Born to an unknown father in Paris’ Montmartre neighborhood, Maurice Utrillo was the son of the artist’s model and painter Suzanne Valadon. The Catalan painter Miquel Utrillo, who was one of Valadon’s lovers, legally recognized him as his son in 1891. He lived with his mother and grandmother in Montmartre and the north of Paris. Encouraged to take up painting in order to help him battle his early alcoholism, he continued for the pleasure it gave him and shared his mothers’ studio at 12, rue Cortot in Montmartre. He sold his first work in 1905 and exhibited at the Autumn Salon in 1909. Despite numerous internments and detoxification cures, Utrillo continued to paint regularly, supported by his mother.
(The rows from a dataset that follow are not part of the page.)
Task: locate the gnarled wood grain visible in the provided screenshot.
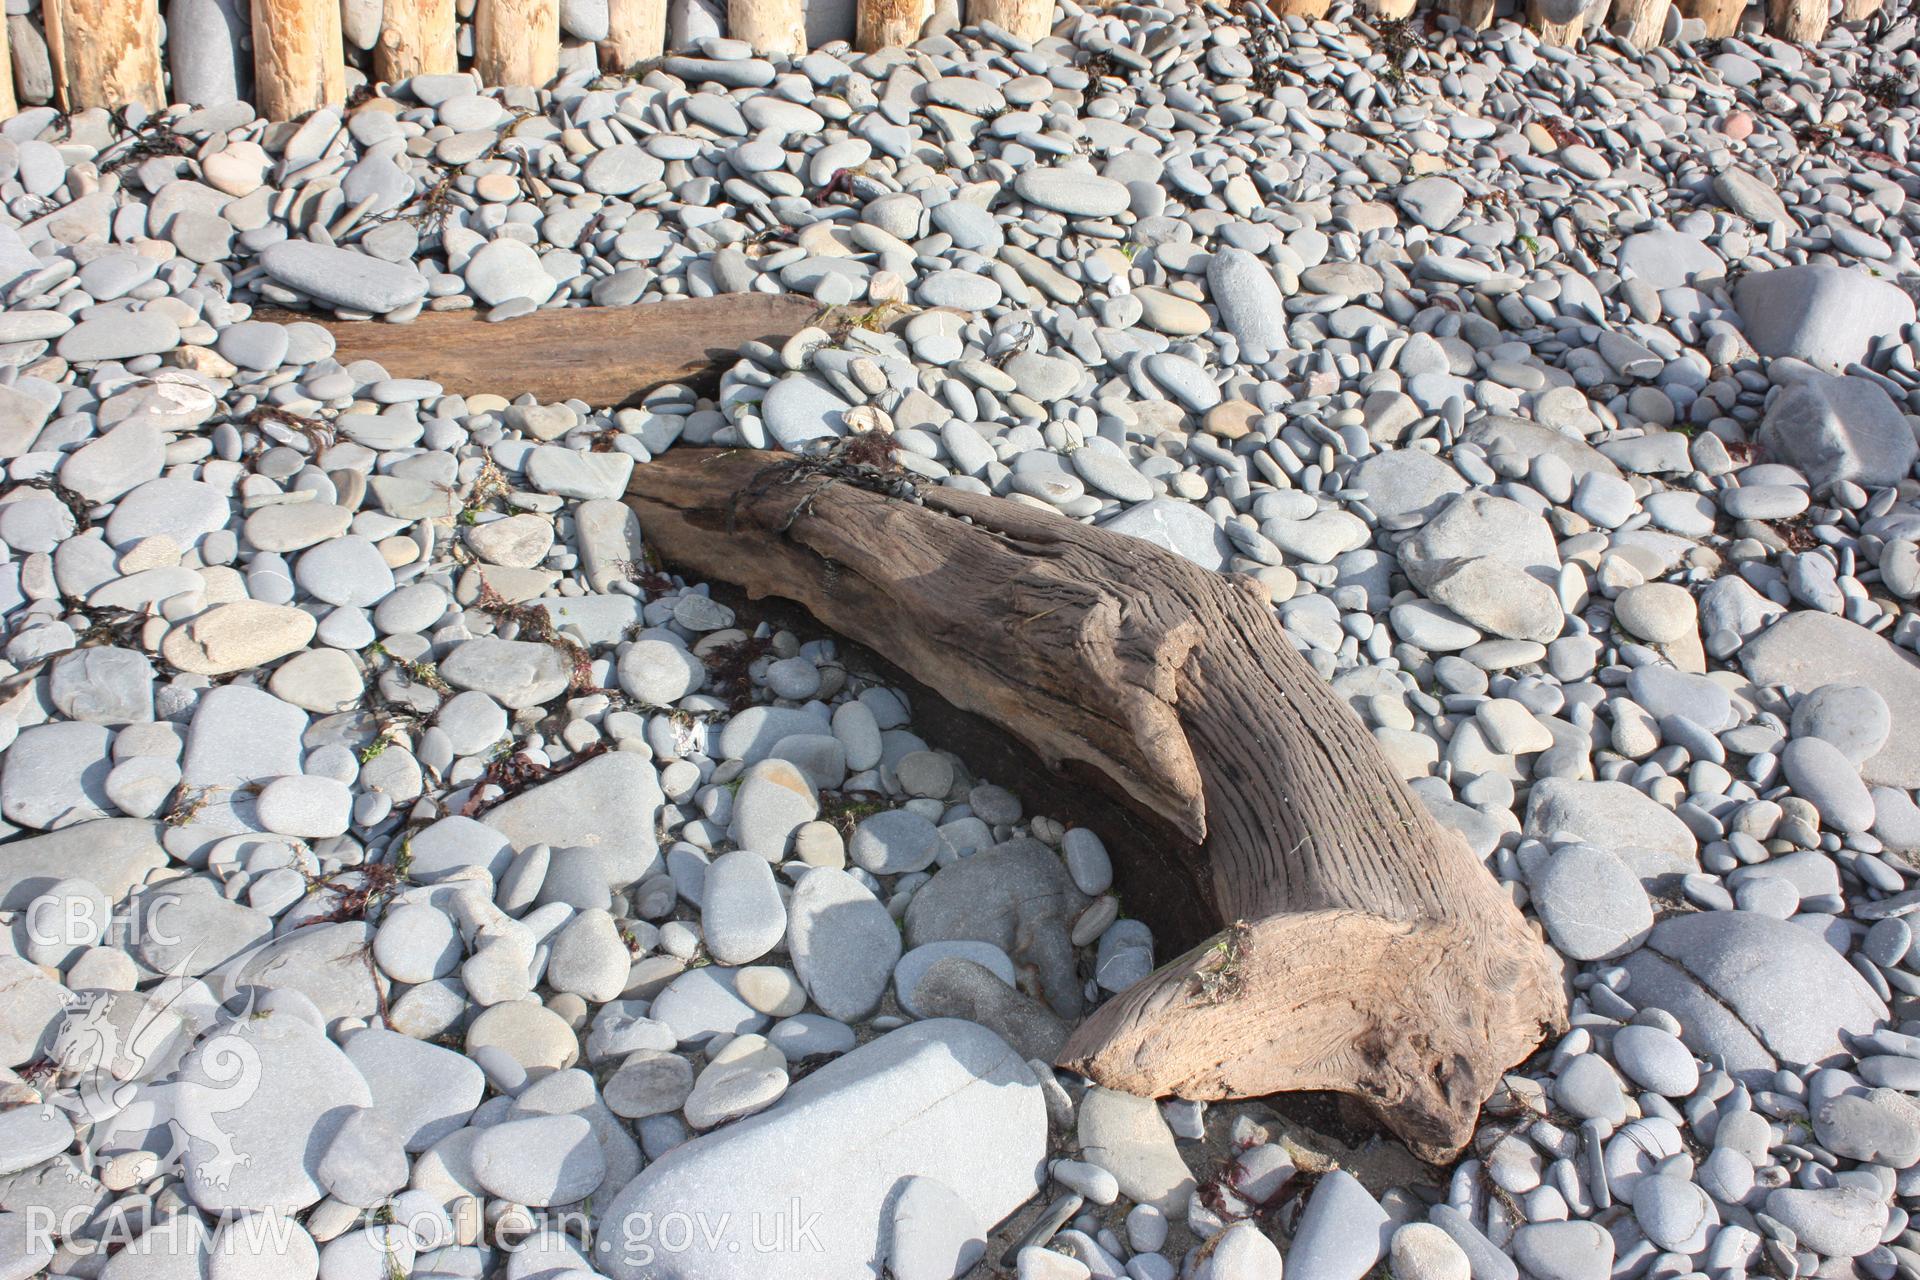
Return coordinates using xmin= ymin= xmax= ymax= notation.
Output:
xmin=624 ymin=448 xmax=1567 ymax=1160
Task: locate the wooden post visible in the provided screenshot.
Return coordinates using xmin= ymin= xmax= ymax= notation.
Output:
xmin=1841 ymin=0 xmax=1881 ymax=18
xmin=1676 ymin=0 xmax=1744 ymax=34
xmin=600 ymin=0 xmax=666 ymax=69
xmin=43 ymin=0 xmax=165 ymax=113
xmin=0 ymin=16 xmax=15 ymax=119
xmin=1442 ymin=0 xmax=1498 ymax=25
xmin=1609 ymin=0 xmax=1671 ymax=45
xmin=1528 ymin=0 xmax=1585 ymax=43
xmin=726 ymin=0 xmax=805 ymax=53
xmin=856 ymin=0 xmax=924 ymax=50
xmin=251 ymin=0 xmax=345 ymax=118
xmin=964 ymin=0 xmax=1051 ymax=40
xmin=376 ymin=0 xmax=457 ymax=79
xmin=474 ymin=0 xmax=560 ymax=86
xmin=1766 ymin=0 xmax=1825 ymax=40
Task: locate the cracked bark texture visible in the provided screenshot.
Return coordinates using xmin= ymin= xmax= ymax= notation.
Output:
xmin=625 ymin=447 xmax=1567 ymax=1160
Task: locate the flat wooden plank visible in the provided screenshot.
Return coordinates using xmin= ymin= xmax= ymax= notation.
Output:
xmin=283 ymin=294 xmax=824 ymax=406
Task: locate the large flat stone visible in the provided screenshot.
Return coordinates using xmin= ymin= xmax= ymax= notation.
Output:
xmin=1735 ymin=265 xmax=1918 ymax=370
xmin=1523 ymin=779 xmax=1698 ymax=881
xmin=0 ymin=818 xmax=168 ymax=909
xmin=592 ymin=1020 xmax=1044 ymax=1280
xmin=1098 ymin=499 xmax=1231 ymax=573
xmin=482 ymin=751 xmax=665 ymax=888
xmin=1739 ymin=611 xmax=1920 ymax=788
xmin=1757 ymin=372 xmax=1917 ymax=490
xmin=1625 ymin=912 xmax=1885 ymax=1085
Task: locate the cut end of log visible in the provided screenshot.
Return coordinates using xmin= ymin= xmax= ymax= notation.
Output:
xmin=1060 ymin=899 xmax=1567 ymax=1162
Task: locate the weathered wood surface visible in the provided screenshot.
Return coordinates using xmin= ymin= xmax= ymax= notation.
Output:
xmin=856 ymin=0 xmax=926 ymax=52
xmin=1675 ymin=0 xmax=1743 ymax=36
xmin=1610 ymin=0 xmax=1673 ymax=48
xmin=0 ymin=16 xmax=15 ymax=119
xmin=250 ymin=0 xmax=344 ymax=119
xmin=1527 ymin=0 xmax=1585 ymax=44
xmin=474 ymin=0 xmax=559 ymax=87
xmin=602 ymin=0 xmax=668 ymax=69
xmin=279 ymin=294 xmax=823 ymax=406
xmin=45 ymin=0 xmax=164 ymax=113
xmin=623 ymin=447 xmax=1568 ymax=1160
xmin=376 ymin=0 xmax=458 ymax=81
xmin=1767 ymin=0 xmax=1826 ymax=43
xmin=967 ymin=0 xmax=1052 ymax=38
xmin=727 ymin=0 xmax=805 ymax=54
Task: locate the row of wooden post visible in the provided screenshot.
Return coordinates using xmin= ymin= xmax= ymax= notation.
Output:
xmin=0 ymin=0 xmax=1864 ymax=125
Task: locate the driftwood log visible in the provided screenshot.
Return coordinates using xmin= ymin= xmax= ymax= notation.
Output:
xmin=625 ymin=448 xmax=1567 ymax=1160
xmin=278 ymin=294 xmax=821 ymax=406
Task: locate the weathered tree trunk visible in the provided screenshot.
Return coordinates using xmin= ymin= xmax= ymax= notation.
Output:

The Montmartre neighborhood provided him with subjects for hundreds of paintings. He would make several paintings of a street or monument that inspired him, one such being Notre Dame de Clignancourt Church. These austere pieces of architecture brought to life by the little figures of passers-by are the painter’s signature trademark. The peak of his career from 1912 to 1914, known as his “White Period”, is characterized by white impasto, crushed with a knife and sometimes mixed with the plaster that was manufactured on Butte Montmartre at the time.
The dealer Paul Guillaume discovered Utrillo paintings in the 1910s, thanks to the poet Max Jacob who also lived in Montmartre. In 1922, he finally held an exhibition of thirty-five of his works, an event that brought Utrillo success. The painter’s reputation grew as a result and he was thenceforth able to make a living from his art. Utrillo started on his so-called “Colorful Period”, but Paul Guillaume preferred to keep works from the previous period in his private collection, as he considered it to be the most decisive in the artist’s career.